Andrew Jackson School, previously Federal Street School, is a public K-8 school located in the Passyunk Square neighborhood of Philadelphia, Pennsylvania. It is a part of the School District of Philadelphia.
The historic school building was designed by Irwin T. Catharine and built in 1924-1925. It is a three-story, brick and limestone in the Late Gothic Revival-style. It features a projecting center two-story bay, projecting building ends with decorative brick panels, compound arched entrance, and a brick parapet. The roof of the school includes a garden that is used by the local community.
The original Federal Street School was renamed the Jackson School in 1848. It had two property deeds, February 28, 1838 and January 1, 1842.
The current school building, designed by B. Fennimore and Irwin T. Catharine, opened in 1924. It uses a Late Gothic Revival style. It was added to the National Register of Historic Places in 1986, in the register as the "Federal Street School".
Kristen Graham of the Philadelphia Inquirer wrote that circa 2009 the school had a "tough reputation", a previously smaller student body, and constant interaction with the police; it improved after Lisa Ciaranca Kaplan became the principal.
In 2013 Albert Stumm of the Passyunk Post stated that by that year the school had "made great progress" due to actions from the principal, who was highly regarded by the parents; in addition, improvement came from the efforts of the Passyunk Square Civic education committee and other neighborhood activists.

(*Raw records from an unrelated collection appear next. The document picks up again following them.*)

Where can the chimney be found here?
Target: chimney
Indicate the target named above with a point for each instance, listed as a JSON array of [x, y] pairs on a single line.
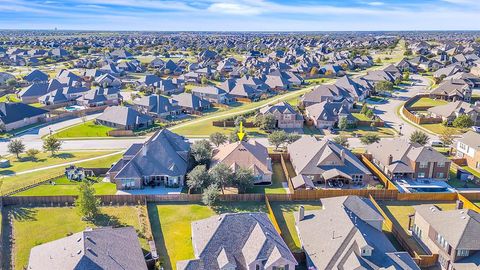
[[459, 204], [301, 213]]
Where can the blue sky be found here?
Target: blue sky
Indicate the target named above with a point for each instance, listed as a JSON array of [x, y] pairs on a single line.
[[241, 15]]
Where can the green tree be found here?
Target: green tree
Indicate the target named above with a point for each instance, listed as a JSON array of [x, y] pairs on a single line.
[[32, 153], [202, 151], [277, 138], [222, 176], [16, 147], [210, 195], [198, 178], [52, 144], [419, 137], [343, 123], [342, 140], [218, 138], [369, 138], [463, 121], [244, 179], [86, 203]]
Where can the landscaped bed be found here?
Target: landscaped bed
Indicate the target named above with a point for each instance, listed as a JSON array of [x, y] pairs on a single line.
[[171, 226], [399, 212], [35, 226]]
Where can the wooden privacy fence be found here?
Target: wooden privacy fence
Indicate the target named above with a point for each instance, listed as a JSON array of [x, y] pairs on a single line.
[[381, 176], [402, 237]]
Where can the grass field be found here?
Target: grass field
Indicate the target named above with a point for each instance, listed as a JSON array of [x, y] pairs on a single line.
[[87, 129], [278, 178], [18, 181], [428, 102], [284, 213], [399, 212], [63, 186], [44, 160], [171, 226], [35, 226]]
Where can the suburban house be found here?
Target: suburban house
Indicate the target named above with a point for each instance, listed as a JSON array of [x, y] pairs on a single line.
[[327, 114], [157, 106], [191, 103], [163, 160], [17, 115], [102, 248], [245, 155], [452, 110], [285, 115], [347, 234], [238, 241], [452, 234], [453, 90], [213, 94], [468, 147], [126, 118], [325, 163], [400, 159]]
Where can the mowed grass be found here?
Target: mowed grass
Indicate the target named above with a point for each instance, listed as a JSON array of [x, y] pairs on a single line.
[[399, 212], [18, 181], [84, 130], [63, 186], [36, 226], [285, 215], [278, 178], [45, 159], [171, 226], [428, 102]]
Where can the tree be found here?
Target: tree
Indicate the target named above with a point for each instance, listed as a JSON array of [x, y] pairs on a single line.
[[32, 153], [342, 140], [218, 138], [343, 123], [463, 121], [277, 138], [221, 175], [52, 144], [369, 138], [446, 137], [86, 202], [198, 178], [16, 147], [419, 137], [202, 151], [210, 195], [384, 86], [244, 179]]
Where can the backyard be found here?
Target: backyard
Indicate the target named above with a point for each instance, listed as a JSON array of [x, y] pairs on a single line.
[[399, 212], [35, 226], [84, 130], [15, 182], [171, 226]]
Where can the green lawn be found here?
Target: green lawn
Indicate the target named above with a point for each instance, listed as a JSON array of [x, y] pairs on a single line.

In 2013 the school district passed a severe budget cut which would eliminate the nurse, security monitors, counselors, aides, and secretaries; as well as eliminating funding for the school's rock band and school supplies. Stumm stated that there was still the possibility that "an 11th-hour solution" could prohibit the layoffs.
Kaplan won the 2015 Escalante-Gradillas Prize for Best in Education. That year, real estate agents promoted residences within the Jackson attendance zone, using the school as a selling point.
Circa 2009 Jackson had 230 students. As of 2013 the school had 410 students, with almost all of them qualifying for free or reduced lunch, an indicator of poverty. As of that year, the students spoke 14 languages.
By 2015 the student body had increased to 530, 30% of whom spoke English as a second language, and 94% of whom lived below the poverty line. As of that year 33% of the students were Hispanic; many Mexicans had immigrated to the area where the school resides. As of 2016 there are 17 languages and 24 countries of origin represented in the student body. That year 85% of the students were other than non-Hispanic white.
The school's music program has a rock band, "Home," consisting of pupils. As of 2013, it was known in the local area. The 2013 funding crisis caused the district to eliminate the budget for the band. In 2015 the Wawa Foundation, the charity of Wawa Inc., donated $2,500 to the music program.
As of 2011 the school has a summer school program that admits children from the surrounding area. Graham stated that it had "robust" attendance.
Neighborhoods assigned to Jackson are also assigned to Furness High School.